Like everyone who lived through the dubious gender politics of the early 00s, Lewis still has some thought patterns of her own to unlearn. “I think my generation, we assumed there was only one spot if you were a woman. So in being ‘just one of the guys’ I was kind of getting into the club. And you’d be very protective of your role within that because there were so few women.” On the Styles tour, when she introduced her song Just One of the Guys, she dedicated it to all the tomboys in the crowd. “I could feel my band cringing when I said that. And I thought: ‘Oh wow, I guess tomboy is not a term that we use any more.’ And then I looked it up and it’s got a totally negative historical meaning.” So she is adapting. “Here’s the thing: things are changing, language is changing. We just have to learn and accept the fact that we may not understand right away. I don’t have a problem with addressing people in a way that makes them feel comfortable. I don’t understand why people get pissed – do you want others to feel bad? It doesn’t make sense.”
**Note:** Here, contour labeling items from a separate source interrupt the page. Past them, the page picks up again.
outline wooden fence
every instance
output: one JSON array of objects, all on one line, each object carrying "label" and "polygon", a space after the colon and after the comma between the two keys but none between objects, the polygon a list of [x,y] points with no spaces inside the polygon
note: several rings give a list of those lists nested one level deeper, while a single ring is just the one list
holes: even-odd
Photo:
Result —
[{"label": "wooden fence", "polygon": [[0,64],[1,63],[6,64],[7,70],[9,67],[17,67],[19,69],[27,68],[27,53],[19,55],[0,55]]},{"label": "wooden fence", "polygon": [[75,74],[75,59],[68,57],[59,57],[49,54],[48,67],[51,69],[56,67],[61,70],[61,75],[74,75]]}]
One way in which society isn’t moving forward as fast as she would like is the pressure to have children and be in a relationship. “If you’re not, and you’re in your 40s, there’s this old maid thing. But I feel better now than I have felt in my life. I’m totally single and I’m in complete control of my creative output and my schedule – not to say that, you know, I don’t have my romantic dalliances.” She is on a dating app, largely for entertainment value (she points out the remarkable number of men who include photos of Larry David among their own pictures). She went on a date recently, which “ended up being very fun, even though he wasn’t the one”, she laughs. “He was wearing a Star Wars T-shirt when he walked up and I was like: ‘Oh, I’ve never seen Star Wars. This just can’t work.’”

Jenny Lewis performs during the 2022 Sound on Sound Music Festival at Seaside Park on September 24, 2022 in Bridgeport, Connecticut
On stage last summer at the Sound on Sound festival in Bridgeport, Connecticut. Photograph: Taylor Hill/Getty Images

Lewis has addressed the fact she doesn’t have children in a number of songs, something about which her feelings fluctuate. “The other day I had a visceral reaction to reading that Robert De Niro [just had] a baby and he’s 79. It’s the luxury of being a man or a Peter Pan – I also consider myself to be a sort of Peter Pan figure.” Most of her friends don’t have kids, but now some of the men are reaching their mid-40s and starting families. As a woman on the road for many years, there wasn’t a moment where she felt the need to stop and take care of a child.

“I’d never imagined myself as a bride or a mother. And, of course, there’s a little bit of fear when you come from a relationship like I had with my mom, which was very complex. So I didn’t care, didn’t care, didn’t care, and then when it’s no longer an option, there’s a sense of Fomo. But ultimately, I made this choice. And I’m totally good with it.” Her affection gets lavished on Bobby Rhubarb. “She gets all of my love and I treat her in all the ways I wish my mom had. So I just snuggle the shit out of her.”

In an interview with the NME a few years ago she talked about how, with confessional songwriting, you “can’t put the worms back in the can”. Are there any songs she wishes she could take back? “No. There are some interviews I wish I could put back in the can – not this one! – where I’m spouting off about cancel culture like a dumdum anyway, but I honour the work. Even songs that have been written about me that aren’t flattering. What you say later in an interview, that’s on you. I’ve talked about some personal things that I really wish I could take back, but no – the work is in amber for ever.”